Toutefois, la LOLF précise que les décrets sont provisoires et que l’aval du Parlement est toujours nécessaire, à terme, afin de pouvoir prélever l’impôt. La LOLF précise également que dans son contenu, une loi spéciale ne peut pas contenir des nouvelles recettes fiscales. Elle doit uniquement se référer au précédent budget.
Mais même dans ces conditions, un nouveau vote défavorable des députés pourrait conduire au rejet de la loi spéciale, et donc du nouveau budget. Le gouvernement se retrouverait donc sans aucune possibilité de prélever des impôts ni de prévoir de nouvelles dépenses au 1er janvier 2025. Une situation intenable, notamment puisque dans une France sans budget, les fonctionnaires ne seraient plus payés.
Les pleins pouvoirs pour le président
Dès lors, une seule solution semble envisagée par les constitutionnalistes : celle du recours à l’article 16 de la Constitution, celui qui confère des pouvoirs exceptionnels au président de la République. Cet article 16 peut être déclenché si «les institutions de la République, l’indépendance de la Nation, l’intégrité de son territoire ou l’exécution de ses engagements internationaux sont menacées d’une manière grave et immédiate et que le fonctionnement régulier des pouvoirs publics constitutionnels est interrompu», dispose la Constitution.

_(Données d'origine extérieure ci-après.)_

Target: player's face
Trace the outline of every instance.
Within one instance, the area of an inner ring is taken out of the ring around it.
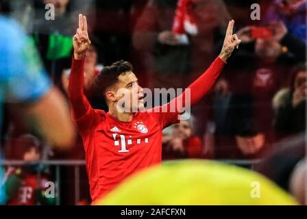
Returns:
[[[135,112],[144,107],[143,88],[138,85],[138,79],[132,72],[127,72],[119,76],[117,88],[117,101],[121,99],[121,102],[124,101],[125,110]]]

Si cet article a été créé pour des conditions de guerre, il pourrait être appliqué dans ce cas de figure. Emmanuel Macron pourrait ainsi imposer le fonctionnement de l’État jusqu’à ce que les parlementaires se mettent d’accord. Les services publics pourraient fonctionner et les impôts seraient prélevés. Néanmoins, après trente jours d’exercice des pouvoirs exceptionnels, le Conseil constitutionnel peut être saisi par le président de l’Assemblée nationale, le président du Sénat, ou 60 parlementaires, pour vérifier si les conditions de cet article 16 sont toujours remplies.

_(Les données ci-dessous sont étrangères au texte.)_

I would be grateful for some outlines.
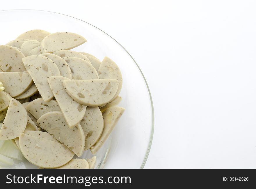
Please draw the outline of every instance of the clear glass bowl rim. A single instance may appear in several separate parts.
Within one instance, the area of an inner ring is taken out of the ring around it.
[[[145,82],[145,83],[146,84],[146,85],[147,86],[147,90],[148,91],[148,93],[149,95],[150,98],[150,103],[151,103],[151,113],[152,114],[152,122],[151,123],[151,132],[150,133],[150,141],[149,143],[148,144],[147,146],[147,152],[146,152],[146,154],[145,155],[145,156],[144,157],[144,159],[143,160],[143,162],[142,162],[141,164],[141,166],[140,168],[143,169],[144,168],[144,166],[145,166],[145,165],[146,164],[146,162],[147,162],[147,157],[148,157],[149,154],[149,152],[150,151],[150,148],[151,148],[151,145],[152,145],[152,141],[153,141],[153,136],[154,135],[154,106],[153,105],[153,100],[152,100],[152,96],[151,95],[151,93],[150,91],[150,90],[149,89],[149,87],[148,87],[148,85],[147,84],[147,80],[146,80],[146,78],[145,78],[145,76],[144,76],[144,75],[143,74],[143,73],[142,73],[142,71],[141,71],[141,68],[140,68],[140,67],[139,66],[138,64],[137,64],[137,63],[135,61],[135,60],[134,59],[133,57],[131,56],[131,54],[130,54],[126,50],[125,48],[121,45],[119,43],[118,43],[116,40],[115,40],[110,35],[108,34],[107,33],[105,32],[104,31],[102,31],[99,28],[91,24],[88,23],[88,22],[87,22],[85,21],[83,21],[83,20],[82,20],[80,19],[79,19],[75,17],[73,17],[73,16],[69,16],[68,15],[67,15],[66,14],[61,14],[61,13],[58,13],[58,12],[53,12],[52,11],[47,11],[46,10],[34,10],[34,9],[11,9],[11,10],[0,10],[0,12],[7,12],[7,11],[39,11],[39,12],[51,12],[52,13],[56,14],[61,14],[63,15],[64,16],[69,16],[69,17],[71,17],[71,18],[73,18],[75,19],[77,19],[77,20],[80,20],[80,21],[82,21],[84,22],[85,22],[88,24],[89,24],[91,25],[94,27],[95,27],[98,30],[99,30],[105,33],[105,34],[107,35],[108,36],[109,36],[111,38],[112,38],[113,40],[114,40],[121,47],[124,49],[126,52],[131,57],[131,58],[132,60],[133,60],[133,61],[134,62],[134,63],[136,64],[137,67],[138,67],[138,68],[139,70],[141,72],[141,75],[143,77],[143,78],[144,79],[144,81]]]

«notion de continuité de la vie nationale»
Jusqu’ici, la Ve République n’a connu que deux petits «accidents» en termes de procédure parlementaire pour l’adoption du budget. À chaque fois il n’était question que de calendrier et le gouvernement s’en est toujours sorti grâce à un accord des parlementaires. Cette année, en cas de rejet persistant, le gouvernement pourra aussi se référer à un texte adopté en 1980 dans une situation similaire, et validé par le Conseil constitutionnel au nom de la «notion de continuité de la vie nationale».
En 2001, cette jurisprudence a été intégrée dans la loi organique relative aux lois de finances (LOLF). Cette notion pourrait ainsi être centrale dans les débats à venir pour éviter à la France de tomber dans une paralysie complète et de se diriger vers une potentielle crise financière.